The boy was Ignorance and the girl was Want. Those who lead good lives like Tiny Tim will go to heaven and be commemorated on earth, while those who lead bad lives like Scrooge will go to hell and be scorned on earth. Commentary The Ghost of Christmas Present serves as the central symbol of the Christmas ideal--generosity, goodwill, and celebration. He also noticed that the light of the cap had never extinguished and this is a symbol because it is foreshadowing that Scrooge's light in him will never be extinguished his hope will never die. As he approaches it, he hears the booming voice of the second spirit calling for him. There were great, round, round, pot-bellied baskets of chestnuts, shaped like the waistcoats of jolly old gentlemen, lolling at the doors, and tumbling out into the street in their apoplectic opulence. When the appointed time arrives without any sight of the ghost, Scrooge becomes even more anxious.

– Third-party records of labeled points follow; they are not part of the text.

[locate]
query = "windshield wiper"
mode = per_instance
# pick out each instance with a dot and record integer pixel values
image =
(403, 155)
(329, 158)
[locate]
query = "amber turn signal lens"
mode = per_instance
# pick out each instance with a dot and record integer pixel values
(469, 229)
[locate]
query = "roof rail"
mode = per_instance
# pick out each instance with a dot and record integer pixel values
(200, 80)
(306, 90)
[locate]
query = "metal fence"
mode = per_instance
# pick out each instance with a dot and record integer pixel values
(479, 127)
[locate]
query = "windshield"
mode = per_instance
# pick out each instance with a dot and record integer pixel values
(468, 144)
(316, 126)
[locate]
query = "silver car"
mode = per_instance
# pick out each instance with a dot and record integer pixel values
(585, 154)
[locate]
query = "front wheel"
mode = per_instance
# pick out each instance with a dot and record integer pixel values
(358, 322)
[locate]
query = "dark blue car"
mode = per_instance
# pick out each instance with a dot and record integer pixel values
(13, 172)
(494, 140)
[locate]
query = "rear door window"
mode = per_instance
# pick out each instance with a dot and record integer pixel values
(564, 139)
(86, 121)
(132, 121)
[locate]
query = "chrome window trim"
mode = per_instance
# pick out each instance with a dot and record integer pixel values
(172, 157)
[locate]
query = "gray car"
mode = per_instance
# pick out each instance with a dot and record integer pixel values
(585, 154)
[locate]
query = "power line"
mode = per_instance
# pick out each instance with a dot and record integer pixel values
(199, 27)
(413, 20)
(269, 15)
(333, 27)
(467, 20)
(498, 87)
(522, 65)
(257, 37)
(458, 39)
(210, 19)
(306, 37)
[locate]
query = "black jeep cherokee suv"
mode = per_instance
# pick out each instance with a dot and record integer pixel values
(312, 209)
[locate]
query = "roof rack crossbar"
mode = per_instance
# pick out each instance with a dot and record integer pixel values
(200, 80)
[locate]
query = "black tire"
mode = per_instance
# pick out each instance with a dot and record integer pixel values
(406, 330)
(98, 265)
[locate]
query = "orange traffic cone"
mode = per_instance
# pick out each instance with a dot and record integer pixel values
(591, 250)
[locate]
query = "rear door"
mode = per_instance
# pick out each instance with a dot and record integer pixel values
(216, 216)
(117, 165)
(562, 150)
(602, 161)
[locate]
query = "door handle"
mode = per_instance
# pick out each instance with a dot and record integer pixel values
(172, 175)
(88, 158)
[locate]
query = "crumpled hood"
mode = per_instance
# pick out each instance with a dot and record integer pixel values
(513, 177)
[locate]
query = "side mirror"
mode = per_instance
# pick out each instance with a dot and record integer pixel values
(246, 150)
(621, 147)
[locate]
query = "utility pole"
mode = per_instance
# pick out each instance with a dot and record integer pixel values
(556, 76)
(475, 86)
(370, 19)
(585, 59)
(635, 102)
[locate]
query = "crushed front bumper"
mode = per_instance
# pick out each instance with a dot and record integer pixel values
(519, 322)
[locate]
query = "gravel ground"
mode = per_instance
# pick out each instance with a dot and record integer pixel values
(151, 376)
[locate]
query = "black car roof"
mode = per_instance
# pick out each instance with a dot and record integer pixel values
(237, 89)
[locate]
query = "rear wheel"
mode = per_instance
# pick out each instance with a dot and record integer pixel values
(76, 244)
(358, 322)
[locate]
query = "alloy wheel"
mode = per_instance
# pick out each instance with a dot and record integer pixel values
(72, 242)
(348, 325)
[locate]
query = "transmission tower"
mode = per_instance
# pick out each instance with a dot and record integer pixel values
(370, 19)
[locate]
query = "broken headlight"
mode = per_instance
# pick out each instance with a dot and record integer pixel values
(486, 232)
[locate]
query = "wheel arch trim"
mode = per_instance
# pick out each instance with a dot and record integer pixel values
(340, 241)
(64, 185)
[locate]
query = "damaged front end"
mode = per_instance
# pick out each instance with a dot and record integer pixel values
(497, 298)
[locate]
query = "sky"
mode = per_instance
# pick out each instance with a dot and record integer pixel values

The ghost sprinkles some of his incense. Scrooge's niece was not one of the blind-man's buff party, but was made comfortable with a large chair and a footstool, in a snug corner, where the Ghost and Scrooge were close behind her. As we will see in Stave Five, all of the ghostly visits took place over just one night. Then all the Cratchit family drew round the hearth, in what Bob Cratchit called a circle, meaning half a one; and at Bob Cratchit's elbow stood the family display of glass. Scrooge asks the host to show him some tenderness connected with a death. Alas for Tiny Tim, he bore a little crutch, and had his limbs supported by an iron frame. A boy and girl crawl out of his robes.
And at the same time there emerged from scores of bye-streets, lanes, and nameless turnings, innumerable people, carrying their dinners to the baker' shops. But we gloss right over to that, to reveal that these children are symbols—the boy is Ignorance, and the girl is Want meaning poverty or the lack of something. It was his own room. These held the hot stuff from the jug, however, as well as golden goblets would have done; and Bob served it out with beaming looks, while the chestnuts on the fire sputtered and cracked noisily. A prominent symbol of Marley's torture is a heavy chain wound around his form that has attached to it symbolic objects from Marley's life fashioned out of heavy metal: ledgers, money boxes, keys, and the like. And their assembled friends being not a bit behindhand, roared out lustily. In time the bells ceased, and the bakers were shut up; and yet there was a genial shadowing forth of all these dinners and the progress of their cooking, in the thawed blotch of wet above each baker's oven; where the pavement smoked as if its stones were cooking too.